Initially, the majority is mistaken when it characterizes Turner’s statement to police as a declaration against penal *266interest. Turner maintained that he drove Upshur and Miller without knowledge of their intent to rob the store. This is not a declaration against penal interest. It is not illegal to drive persons from one point to another. It may be illegal to drive them knowing that they intend to commit a crime when they arrive, but that is not what happened here. If the probable cause to arrest is to withstand scrutiny, it must be because “we have tended to credit information supplied by one who has some direct personal knowledge of the crime.” Commonwealth v. Stokes, 480 Pa. 38, 44, 389 A.2d 74, 77 (1978).* Thus I concur with the majority in holding that the arrest warrant was valid, but only because it was supported by the personal knowledge of Mr. Turner.

Furthermore, and notwithstanding the foregoing, reference by a prosecution witness to having been approached by a detective for the purpose of being given a lie detector test constituted reversible error. This Court has held that references to lie detector tests, which raise inferences regarding the guilt or innocence of a defendant, are impermissible. Commonwealth v. Johnson, 441 Pa. 237, 272 A.2d 467 (1971). Although the testimony in question did not expressly reveal *267whether a lie detector test was ever arranged, or if it were arranged then what results were obtained, merely making known to the jury the existence of an attempt to conduct such a test created an inference that the test was, in fact, administered, and that the test results were favorable to the Commonwealth’s position. Hence, the witness’ testimony was incurably bolstered by the reference to the test, and the curative instruction was per se inadequate to remedy the error. Thus, I would reverse and remand for a new trial.

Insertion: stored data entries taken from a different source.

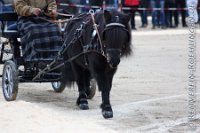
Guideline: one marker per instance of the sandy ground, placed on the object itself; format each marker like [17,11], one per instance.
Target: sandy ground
[149,94]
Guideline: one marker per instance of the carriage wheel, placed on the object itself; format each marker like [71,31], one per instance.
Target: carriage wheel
[58,86]
[92,90]
[10,81]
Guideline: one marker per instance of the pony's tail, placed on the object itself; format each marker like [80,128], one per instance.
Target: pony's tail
[68,75]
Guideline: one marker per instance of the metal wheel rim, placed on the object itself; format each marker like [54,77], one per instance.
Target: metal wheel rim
[56,84]
[8,82]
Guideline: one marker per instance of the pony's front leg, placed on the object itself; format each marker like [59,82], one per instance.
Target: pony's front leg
[106,106]
[105,84]
[82,82]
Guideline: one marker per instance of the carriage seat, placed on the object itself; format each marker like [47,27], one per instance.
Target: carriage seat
[9,30]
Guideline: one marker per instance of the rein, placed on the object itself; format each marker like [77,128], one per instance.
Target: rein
[49,67]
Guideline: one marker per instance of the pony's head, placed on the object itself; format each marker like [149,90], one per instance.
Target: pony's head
[116,36]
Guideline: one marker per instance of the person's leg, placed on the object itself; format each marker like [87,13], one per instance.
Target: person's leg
[183,12]
[162,13]
[154,13]
[133,18]
[167,14]
[176,13]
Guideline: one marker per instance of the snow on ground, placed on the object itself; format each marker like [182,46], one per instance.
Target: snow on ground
[149,94]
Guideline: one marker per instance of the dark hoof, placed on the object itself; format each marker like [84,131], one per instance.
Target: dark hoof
[107,111]
[107,114]
[83,104]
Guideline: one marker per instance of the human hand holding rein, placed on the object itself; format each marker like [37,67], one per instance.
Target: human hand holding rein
[37,11]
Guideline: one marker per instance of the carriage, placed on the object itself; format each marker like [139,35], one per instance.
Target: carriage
[92,47]
[15,70]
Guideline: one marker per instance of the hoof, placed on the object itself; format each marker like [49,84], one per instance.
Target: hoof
[83,104]
[107,114]
[107,111]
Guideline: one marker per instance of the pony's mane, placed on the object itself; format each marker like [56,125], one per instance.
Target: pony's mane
[101,22]
[100,19]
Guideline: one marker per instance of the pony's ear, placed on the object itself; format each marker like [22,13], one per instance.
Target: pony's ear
[127,17]
[107,16]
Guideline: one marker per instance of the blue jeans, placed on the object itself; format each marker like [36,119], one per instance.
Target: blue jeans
[158,17]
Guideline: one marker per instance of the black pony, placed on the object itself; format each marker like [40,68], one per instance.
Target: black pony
[95,43]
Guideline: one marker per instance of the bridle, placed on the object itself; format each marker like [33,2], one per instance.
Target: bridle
[109,26]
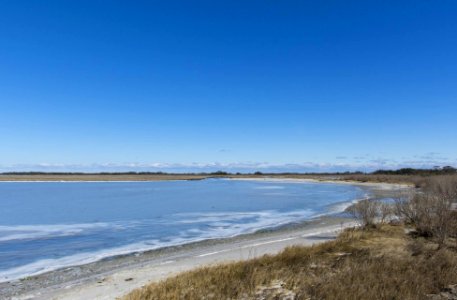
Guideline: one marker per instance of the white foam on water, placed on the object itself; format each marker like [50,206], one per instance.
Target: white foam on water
[219,225]
[29,232]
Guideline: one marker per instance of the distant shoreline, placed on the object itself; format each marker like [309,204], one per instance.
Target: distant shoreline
[111,274]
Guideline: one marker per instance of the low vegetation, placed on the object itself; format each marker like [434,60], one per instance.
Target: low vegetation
[376,263]
[406,250]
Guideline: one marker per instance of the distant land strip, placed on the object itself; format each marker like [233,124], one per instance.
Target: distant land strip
[405,175]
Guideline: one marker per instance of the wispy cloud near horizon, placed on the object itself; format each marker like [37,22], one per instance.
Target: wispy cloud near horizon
[365,166]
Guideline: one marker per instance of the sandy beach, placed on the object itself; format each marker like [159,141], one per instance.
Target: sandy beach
[114,277]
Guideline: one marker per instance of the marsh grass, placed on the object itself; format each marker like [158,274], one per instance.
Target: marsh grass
[378,263]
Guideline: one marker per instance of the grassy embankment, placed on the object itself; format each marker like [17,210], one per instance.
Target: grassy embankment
[377,263]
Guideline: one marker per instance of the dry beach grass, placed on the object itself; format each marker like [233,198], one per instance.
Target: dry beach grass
[379,263]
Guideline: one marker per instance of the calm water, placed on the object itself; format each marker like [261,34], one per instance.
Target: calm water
[47,225]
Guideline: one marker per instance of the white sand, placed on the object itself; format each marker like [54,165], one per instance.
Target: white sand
[120,282]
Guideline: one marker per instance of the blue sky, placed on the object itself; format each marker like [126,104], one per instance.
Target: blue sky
[236,85]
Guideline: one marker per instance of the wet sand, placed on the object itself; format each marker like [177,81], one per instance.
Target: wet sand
[114,277]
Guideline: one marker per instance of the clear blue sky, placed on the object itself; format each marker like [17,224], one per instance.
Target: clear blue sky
[227,84]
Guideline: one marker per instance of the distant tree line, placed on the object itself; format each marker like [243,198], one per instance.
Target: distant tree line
[446,170]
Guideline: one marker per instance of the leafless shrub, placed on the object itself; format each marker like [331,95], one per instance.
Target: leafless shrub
[431,209]
[366,212]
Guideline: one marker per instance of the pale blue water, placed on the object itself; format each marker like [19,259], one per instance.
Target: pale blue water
[47,225]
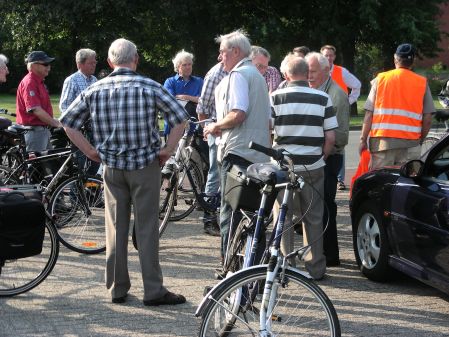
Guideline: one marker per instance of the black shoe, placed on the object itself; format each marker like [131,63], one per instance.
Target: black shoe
[220,274]
[212,228]
[298,228]
[332,263]
[168,299]
[121,299]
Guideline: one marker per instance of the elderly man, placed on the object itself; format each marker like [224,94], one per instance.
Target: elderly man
[3,68]
[33,106]
[304,123]
[319,79]
[73,85]
[398,112]
[243,109]
[123,108]
[345,80]
[261,57]
[206,109]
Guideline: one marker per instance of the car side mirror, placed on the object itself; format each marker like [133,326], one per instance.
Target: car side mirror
[412,169]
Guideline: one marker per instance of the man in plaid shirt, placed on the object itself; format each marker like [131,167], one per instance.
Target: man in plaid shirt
[206,109]
[123,108]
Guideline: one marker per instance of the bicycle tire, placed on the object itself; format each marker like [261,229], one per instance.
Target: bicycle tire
[238,247]
[300,302]
[185,201]
[21,275]
[6,178]
[166,202]
[79,214]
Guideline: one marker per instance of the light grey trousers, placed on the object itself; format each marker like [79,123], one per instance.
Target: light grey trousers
[309,205]
[139,188]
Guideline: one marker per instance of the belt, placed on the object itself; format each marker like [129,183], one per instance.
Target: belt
[39,126]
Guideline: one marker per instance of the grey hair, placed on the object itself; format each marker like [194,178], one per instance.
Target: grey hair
[296,65]
[257,50]
[324,63]
[122,51]
[3,60]
[180,57]
[83,54]
[236,39]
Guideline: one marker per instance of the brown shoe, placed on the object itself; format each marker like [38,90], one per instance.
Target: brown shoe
[168,299]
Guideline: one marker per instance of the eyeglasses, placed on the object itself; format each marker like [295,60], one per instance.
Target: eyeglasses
[43,64]
[261,66]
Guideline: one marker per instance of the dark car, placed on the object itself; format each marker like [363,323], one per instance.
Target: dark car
[400,219]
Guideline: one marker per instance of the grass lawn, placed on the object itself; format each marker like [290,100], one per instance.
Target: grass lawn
[9,102]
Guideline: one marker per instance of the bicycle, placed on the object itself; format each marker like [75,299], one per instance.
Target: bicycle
[441,116]
[182,182]
[271,299]
[21,275]
[73,199]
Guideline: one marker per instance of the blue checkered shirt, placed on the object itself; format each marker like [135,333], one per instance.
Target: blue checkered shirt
[124,110]
[73,86]
[206,102]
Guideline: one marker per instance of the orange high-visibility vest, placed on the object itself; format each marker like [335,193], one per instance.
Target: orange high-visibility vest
[398,106]
[337,76]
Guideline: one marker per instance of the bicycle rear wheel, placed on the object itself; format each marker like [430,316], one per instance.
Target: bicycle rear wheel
[185,201]
[428,143]
[301,308]
[166,202]
[77,206]
[20,275]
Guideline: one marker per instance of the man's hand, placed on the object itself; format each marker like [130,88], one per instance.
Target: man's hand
[164,155]
[212,129]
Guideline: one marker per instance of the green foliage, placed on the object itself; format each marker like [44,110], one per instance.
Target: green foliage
[161,28]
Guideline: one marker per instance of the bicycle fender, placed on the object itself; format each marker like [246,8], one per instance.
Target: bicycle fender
[212,294]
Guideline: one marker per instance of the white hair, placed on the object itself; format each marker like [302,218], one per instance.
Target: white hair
[122,51]
[3,60]
[324,63]
[83,54]
[236,39]
[180,57]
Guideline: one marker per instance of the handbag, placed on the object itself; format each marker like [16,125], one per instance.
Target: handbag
[22,222]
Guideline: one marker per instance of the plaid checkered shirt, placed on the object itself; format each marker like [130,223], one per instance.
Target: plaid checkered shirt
[124,110]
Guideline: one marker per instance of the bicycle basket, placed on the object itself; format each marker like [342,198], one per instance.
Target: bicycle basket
[243,193]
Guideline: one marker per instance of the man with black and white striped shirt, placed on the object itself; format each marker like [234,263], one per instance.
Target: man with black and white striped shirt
[304,122]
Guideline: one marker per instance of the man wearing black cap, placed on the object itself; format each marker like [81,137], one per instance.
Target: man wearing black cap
[398,113]
[33,106]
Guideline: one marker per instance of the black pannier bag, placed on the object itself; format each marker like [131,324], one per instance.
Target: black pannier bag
[22,222]
[243,193]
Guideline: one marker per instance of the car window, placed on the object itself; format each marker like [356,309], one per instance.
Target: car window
[439,166]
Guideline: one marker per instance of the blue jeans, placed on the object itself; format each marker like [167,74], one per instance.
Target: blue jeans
[341,172]
[227,216]
[213,176]
[330,241]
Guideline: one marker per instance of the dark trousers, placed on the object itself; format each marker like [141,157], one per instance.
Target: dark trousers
[226,214]
[330,242]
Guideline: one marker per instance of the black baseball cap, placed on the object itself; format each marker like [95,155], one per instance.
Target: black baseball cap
[38,56]
[405,51]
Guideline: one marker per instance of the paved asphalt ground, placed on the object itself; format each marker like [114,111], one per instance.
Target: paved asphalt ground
[73,301]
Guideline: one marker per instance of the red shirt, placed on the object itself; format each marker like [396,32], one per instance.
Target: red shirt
[32,93]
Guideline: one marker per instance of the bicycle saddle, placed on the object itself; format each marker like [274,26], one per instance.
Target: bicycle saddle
[266,173]
[19,129]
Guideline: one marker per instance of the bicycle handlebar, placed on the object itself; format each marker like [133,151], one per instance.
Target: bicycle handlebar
[5,112]
[275,154]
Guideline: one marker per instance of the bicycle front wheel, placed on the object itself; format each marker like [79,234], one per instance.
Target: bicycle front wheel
[299,308]
[21,275]
[190,178]
[77,206]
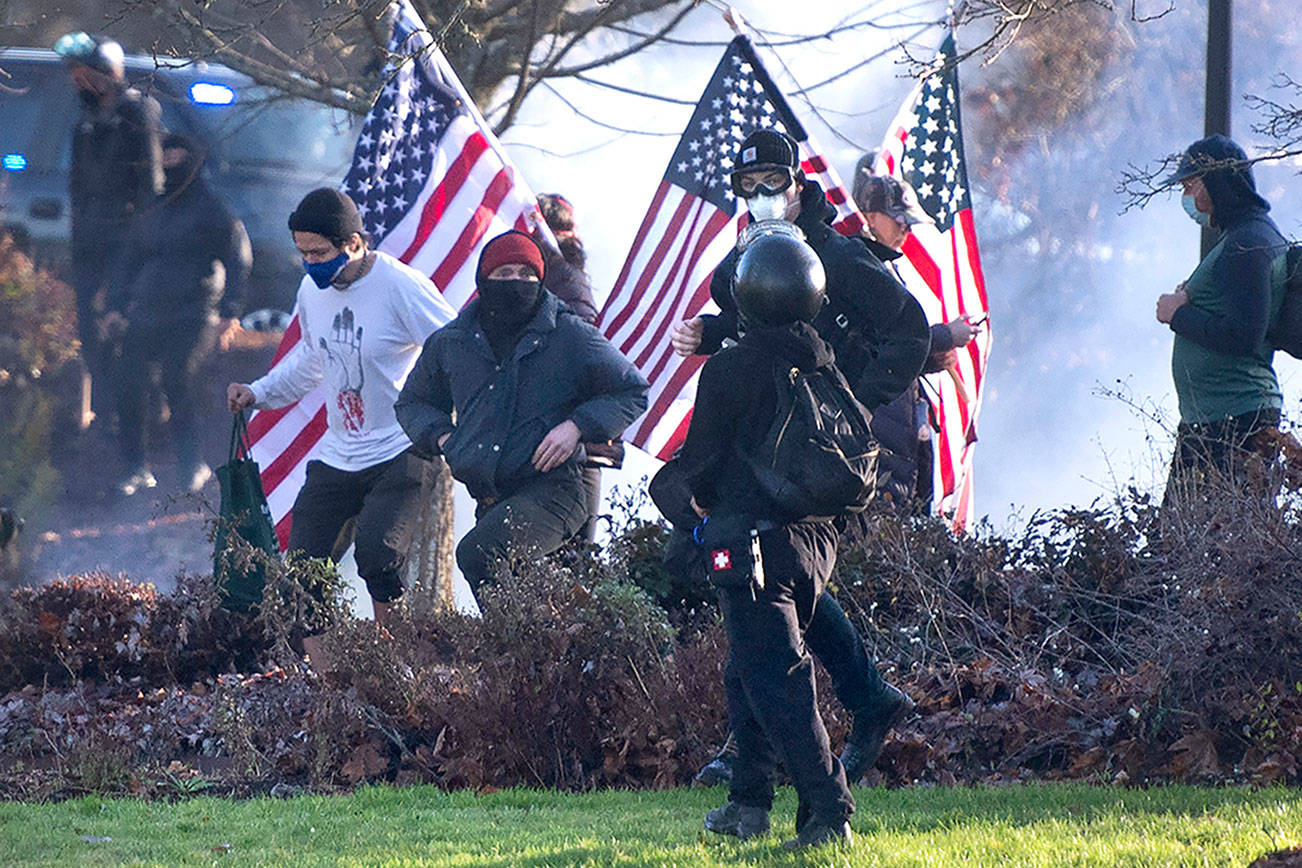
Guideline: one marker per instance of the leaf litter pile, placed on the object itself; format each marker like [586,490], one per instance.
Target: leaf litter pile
[1119,644]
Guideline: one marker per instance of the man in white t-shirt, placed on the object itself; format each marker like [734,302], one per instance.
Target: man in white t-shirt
[363,318]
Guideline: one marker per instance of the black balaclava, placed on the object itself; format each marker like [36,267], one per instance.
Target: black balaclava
[507,306]
[185,175]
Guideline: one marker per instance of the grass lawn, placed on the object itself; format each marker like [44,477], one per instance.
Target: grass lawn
[1017,825]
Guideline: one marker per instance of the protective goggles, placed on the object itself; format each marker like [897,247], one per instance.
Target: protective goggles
[76,46]
[751,182]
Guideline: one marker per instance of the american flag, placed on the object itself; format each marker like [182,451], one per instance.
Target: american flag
[941,264]
[690,227]
[434,186]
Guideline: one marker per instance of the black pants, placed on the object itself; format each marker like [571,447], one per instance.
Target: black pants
[839,647]
[770,677]
[1221,456]
[91,262]
[538,518]
[591,501]
[177,353]
[386,501]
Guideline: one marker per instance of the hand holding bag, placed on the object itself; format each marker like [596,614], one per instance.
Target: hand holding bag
[244,514]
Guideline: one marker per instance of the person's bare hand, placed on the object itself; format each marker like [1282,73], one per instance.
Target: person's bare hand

In Commonwealth v. Stokes, supra, this Court stated:

It is well-settled that even hearsay information is sometimes sufficient to establish probable cause. [Citation omitted]. However, before an officer may conclude there is probable cause to arrest based on hearsay information he must satisfy the two-pronged test of Aguilar v. Texas, 378 U.S. 108, 84 S.Ct. 1509, 12 L.Ed.2d 723 (1964), as explicated in Spinelli v. United States, 393 U.S. 410, 89 S.Ct. 584, 21 L.Ed.2d 637 (1969): (1) he must know the underlying circumstances from which the informer concluded the suspect participated in the crime; and, (2) he must have some reasonable basis for concluding that the informant is credible or that his information is reliable.

Id., 480 Pa. at 45, 389 A.2d at 77. The first requirement is met by virtue of Turner’s presence with the accused in the car where he overheard the remark, “Why did you have to shoot the man?” The second requirement is met because Turner’s story places him, albeit unwittingly, at a criminal transaction. Turner, having told his story, can expect, at a minimum, to be closely examined by the police as to whether he was really a willing participant. Turner’s declaration is not against penal interest, but it is such as to invite close scrutiny, and, as such, is reliable.